After those first 90 days, I was then put on a lower dosage (50 mg) of doxycycline, since patients aren’t typically given high dosage antibiotics for long-term use. I was worried that my boils would come back with the lower dosage antibiotics, but they have not returned to their previous levels as of yet.
3. Steroid Injections
Prior to going the antibiotics and laser hair removal route, I had been given steroid injections by my dermatologist whenever I had a painful and/or large abscess on my skin. The steroid gets injected directly into the boil underneath the skin, which can be pretty painful, but helped to calm down the inflammation in my skin almost immediately.
I used to get golf ball-sized cysts that had to be injected, and after they were injected, they would deflate to more of a grape-sized cyst, and the pressure against my skin felt like it was relieved. While steroid injections may not be a long-term solution, and more of a ‘reactive’ (rather than proactive) treatment, they definitely helped get me through some of my worse hidradenitis suppurativa disease flare-ups.
4. Topical Solutions
I currently use a number of creams and cleansers – all prescribed to me by my dermatologist – to help me keep the areas affected by HS as clean and exfoliated as possible. Firstly, I shower with Hibiclens, which is used by healthcare professionals to ‘scrub in’ at clinics and hospitals, and helps to keep the affected area sanitary. Although it was prescribed to me by my dermatologist, it’s also available over the counter at many pharmacies.

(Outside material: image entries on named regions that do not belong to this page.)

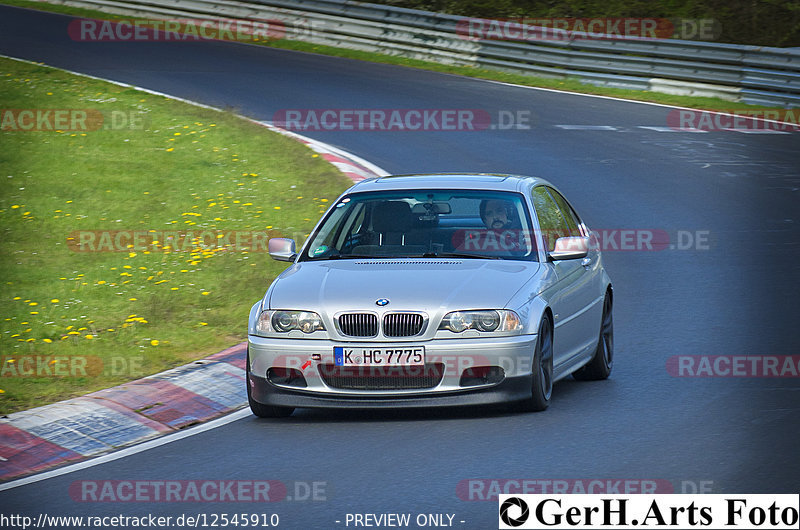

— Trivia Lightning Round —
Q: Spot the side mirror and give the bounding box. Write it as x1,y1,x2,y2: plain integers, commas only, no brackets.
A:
548,236,589,261
269,237,297,261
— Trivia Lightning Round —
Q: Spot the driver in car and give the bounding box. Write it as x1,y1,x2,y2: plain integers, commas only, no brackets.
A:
480,199,514,230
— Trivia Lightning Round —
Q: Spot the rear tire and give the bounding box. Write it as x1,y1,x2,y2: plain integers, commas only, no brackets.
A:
572,291,614,381
245,349,294,418
519,313,553,412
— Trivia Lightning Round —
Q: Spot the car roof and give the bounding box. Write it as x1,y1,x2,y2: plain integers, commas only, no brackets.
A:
347,173,552,193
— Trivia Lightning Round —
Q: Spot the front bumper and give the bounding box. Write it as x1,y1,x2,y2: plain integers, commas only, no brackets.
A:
248,335,536,408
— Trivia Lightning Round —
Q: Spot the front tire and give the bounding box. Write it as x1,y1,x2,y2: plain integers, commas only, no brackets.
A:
519,313,553,412
572,291,614,381
245,349,294,418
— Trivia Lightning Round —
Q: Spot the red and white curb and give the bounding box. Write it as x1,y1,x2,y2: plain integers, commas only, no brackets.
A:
0,55,388,481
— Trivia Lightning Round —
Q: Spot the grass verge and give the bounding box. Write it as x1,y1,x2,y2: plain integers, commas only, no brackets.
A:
0,58,349,414
0,0,780,111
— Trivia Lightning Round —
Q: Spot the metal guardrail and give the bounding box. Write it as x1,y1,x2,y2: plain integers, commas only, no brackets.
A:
47,0,800,107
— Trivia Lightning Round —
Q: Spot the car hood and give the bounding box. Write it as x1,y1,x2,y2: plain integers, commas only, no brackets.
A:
264,259,539,315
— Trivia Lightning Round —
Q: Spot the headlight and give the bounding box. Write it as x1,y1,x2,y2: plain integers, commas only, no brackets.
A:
439,309,522,333
256,309,325,335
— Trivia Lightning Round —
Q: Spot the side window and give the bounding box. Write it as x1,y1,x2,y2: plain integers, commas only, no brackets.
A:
531,186,570,252
547,188,583,236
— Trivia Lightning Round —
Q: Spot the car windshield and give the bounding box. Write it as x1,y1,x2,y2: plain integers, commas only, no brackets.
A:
300,190,537,261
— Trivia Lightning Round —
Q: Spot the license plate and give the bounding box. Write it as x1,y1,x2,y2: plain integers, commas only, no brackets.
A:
333,346,425,366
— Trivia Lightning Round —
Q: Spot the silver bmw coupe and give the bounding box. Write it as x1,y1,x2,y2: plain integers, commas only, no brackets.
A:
247,174,614,417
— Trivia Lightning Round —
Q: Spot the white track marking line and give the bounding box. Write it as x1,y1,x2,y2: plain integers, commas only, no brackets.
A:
556,125,618,131
636,125,708,133
0,408,252,491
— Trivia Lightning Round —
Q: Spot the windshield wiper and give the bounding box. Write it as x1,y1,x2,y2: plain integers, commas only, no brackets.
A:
422,252,503,259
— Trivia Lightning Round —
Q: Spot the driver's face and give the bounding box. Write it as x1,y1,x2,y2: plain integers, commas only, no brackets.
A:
483,201,508,228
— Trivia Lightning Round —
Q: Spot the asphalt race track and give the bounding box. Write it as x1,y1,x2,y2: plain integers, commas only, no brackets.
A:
0,7,800,529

Secondly, I use Clindamycin, also known as benzoyl peroxide, after my shower. This is a topical antibiotic that helps to prevent infections, which is super helpful if you have HS boils that open up, exposing your skin to a potential bacterial infection.
Thirdly, I use a cream with 15% Resorcinol, which, in a 2010 study, has been shown to improve the pain and duration of HS lesions. I get my cream from a compounding pharmacy called ChemistryRX, though I have seen Resorcinol skincare products for sale online (just with less of the active ingredient in it).

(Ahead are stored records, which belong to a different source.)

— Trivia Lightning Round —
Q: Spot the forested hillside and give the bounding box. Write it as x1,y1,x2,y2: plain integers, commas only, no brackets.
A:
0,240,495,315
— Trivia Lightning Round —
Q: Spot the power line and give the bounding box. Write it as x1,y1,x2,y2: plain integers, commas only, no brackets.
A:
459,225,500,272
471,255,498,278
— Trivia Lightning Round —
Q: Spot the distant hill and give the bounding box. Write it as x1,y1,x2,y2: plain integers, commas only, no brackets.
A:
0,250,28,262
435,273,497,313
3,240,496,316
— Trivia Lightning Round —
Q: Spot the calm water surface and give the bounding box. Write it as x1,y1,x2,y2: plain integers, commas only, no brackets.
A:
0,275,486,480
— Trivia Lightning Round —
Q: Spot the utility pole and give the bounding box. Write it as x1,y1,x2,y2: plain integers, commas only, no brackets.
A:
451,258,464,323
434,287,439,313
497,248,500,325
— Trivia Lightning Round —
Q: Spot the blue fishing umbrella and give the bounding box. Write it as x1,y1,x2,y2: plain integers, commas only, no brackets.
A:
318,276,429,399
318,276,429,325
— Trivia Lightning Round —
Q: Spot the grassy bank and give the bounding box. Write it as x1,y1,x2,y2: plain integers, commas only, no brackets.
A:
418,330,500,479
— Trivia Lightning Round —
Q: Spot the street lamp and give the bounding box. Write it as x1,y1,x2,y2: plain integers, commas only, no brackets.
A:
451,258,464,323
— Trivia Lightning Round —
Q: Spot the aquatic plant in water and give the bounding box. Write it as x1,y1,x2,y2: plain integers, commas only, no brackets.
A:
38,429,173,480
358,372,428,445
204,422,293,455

Finally, I use Tretinoin, a Vitamin A derivative, which helps to get rid of all those pesky little blackheads that appear after a skin lesion has begun to heal. I know this is a lot of different skincare products for hidradenitis suppurativa, but those of you who have this skin condition will know that you have to fight this disease with everything you’ve got!
5. Zinc Supplements
I take 50mg of zinc supplements daily. While it hasn’t been definitively proven that there is a link between hidradenitis suppurativa and zinc deficiency, some initial studies have shown promise in the treatment of HS with zinc gluconate. A 2012 study in France, for example, showed that when patients with HS lesions were treated with 90mg of zinc gluconate each day over the course of 3 months, they experienced a significant alteration in the balance of inflammatory markers in their body, as compared to samples collected before the zinc treatment. This imbalance in inflammatory markers may be the underlying cause of hidradenitis suppurativa.
Although I’m not 100% sure that zinc supplementation is working to reduce my HS lesions, I decided that I didn’t have much to lose by taking a daily zinc supplement, a mineral which many of us are deficient in anyway. If you don’t want to swallow a pill to get your zinc, some natural sources of zinc include: meat, shellfish, dairy, eggs, legumes, whole grains, nuts and seeds.